Earlier this morning, this author discussed the three Astros who are trending up following the first eight games of spring training.
Like I previously remarked in my earlier post, spring training statistics do not matter for the most part. There are exceptions, though. These exceptions could allow one to determine who can be a break out waiting to happen. Or, maybe a letdown.
The Astros, like all teams, are not immune to players not performing well. It wouldn’t be baseball if struggles didn’t occur.
Regarding Reed’s case, it is reasonable to invoke the small sample size argument. Honestly, you can invoke this train of reasoning in any players circumstances this time of the year. That said, Reed has a lot to prove. While his minor league numbers are solid and respectable, he hasn’t experienced much success in the majors.
This year, though, is meant to be different. Reed has shown up to camp in better shape than he has in the past. Of course, the same is said of Matt Kemp in recent years.
Thus far, Reed has not shown the signs of a hitter ready to take his next hack at the majors.
The former top prospect has struck out six times in spring training. J.D. Davis and Tyler White, Reed’s primary competition in camp, has been more effective in the early going. It’s still way too early to write off Reed, yet he will have to turn the ship around soon.
Already on the outside looking in for a bullpen role, Hoyt essentially needed a spotless spring training. Unfortunately for Hoyt, he likely damaged his chances with a rough first outing when he allowed four runs on four hits against the Marlins.
If there is a silver lining for Hoyt, its the fact that his rough outing was his first of the year.
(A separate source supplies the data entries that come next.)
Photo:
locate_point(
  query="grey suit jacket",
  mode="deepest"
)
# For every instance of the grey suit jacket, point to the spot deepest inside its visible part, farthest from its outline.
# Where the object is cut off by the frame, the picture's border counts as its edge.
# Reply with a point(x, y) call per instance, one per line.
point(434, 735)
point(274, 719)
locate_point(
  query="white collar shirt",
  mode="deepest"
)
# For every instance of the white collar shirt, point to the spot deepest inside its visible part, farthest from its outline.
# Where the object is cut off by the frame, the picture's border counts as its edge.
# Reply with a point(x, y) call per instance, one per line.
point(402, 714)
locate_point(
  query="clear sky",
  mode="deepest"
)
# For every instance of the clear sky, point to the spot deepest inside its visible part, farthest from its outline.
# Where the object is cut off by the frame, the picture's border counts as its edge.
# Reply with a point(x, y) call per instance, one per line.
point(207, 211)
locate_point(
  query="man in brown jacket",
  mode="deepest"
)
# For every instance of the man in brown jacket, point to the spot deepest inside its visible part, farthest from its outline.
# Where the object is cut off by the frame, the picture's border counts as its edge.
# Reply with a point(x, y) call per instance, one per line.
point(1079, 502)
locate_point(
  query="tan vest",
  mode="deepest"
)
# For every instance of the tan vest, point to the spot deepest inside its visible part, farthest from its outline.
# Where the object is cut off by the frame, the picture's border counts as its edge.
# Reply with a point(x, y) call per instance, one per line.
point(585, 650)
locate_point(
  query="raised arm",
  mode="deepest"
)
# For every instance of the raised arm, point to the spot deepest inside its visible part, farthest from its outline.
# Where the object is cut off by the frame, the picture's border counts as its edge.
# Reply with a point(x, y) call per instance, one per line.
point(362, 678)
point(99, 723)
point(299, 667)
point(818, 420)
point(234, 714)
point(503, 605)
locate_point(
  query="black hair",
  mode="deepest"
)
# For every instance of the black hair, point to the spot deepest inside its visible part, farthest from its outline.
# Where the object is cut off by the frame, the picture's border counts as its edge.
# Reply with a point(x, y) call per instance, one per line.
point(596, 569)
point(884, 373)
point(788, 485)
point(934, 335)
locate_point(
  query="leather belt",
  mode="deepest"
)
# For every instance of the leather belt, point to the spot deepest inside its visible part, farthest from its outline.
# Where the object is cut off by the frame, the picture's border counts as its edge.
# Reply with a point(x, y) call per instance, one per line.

Teams realize that one miserable appearance doesn’t mean everything is terrible. It could be just a blip on the radar. Will Harris had a similar outing in his first appearance, too.
At the same time, the stakes for Hoyt are higher right now with less room for error. To his benefit, he didn’t allow a run in his second outing. There is just no room for him right now without an unforeseen development.
Rondon, in conjunction with Joe Smith, were two of the notable bullpen additions in the offseason. Alas, Rondon’s spring debut as an Astro did not go well.
Four runs in all were allowed by Rondon. The worst part? The outing came on Rondon’s 30th birthday. Ouch. Not a great way to remember a milestone birthday.
We have yet to see Rondon back in action following his Astros debut on February 26th. Today is March 2nd. The odds are that we will likely see Rondon in work again shortly. Like I previously remarked about Reed and Hoyt, it’s still too early to write off Rondon. Unless he completely implodes in camp, he will make the Opening Day roster.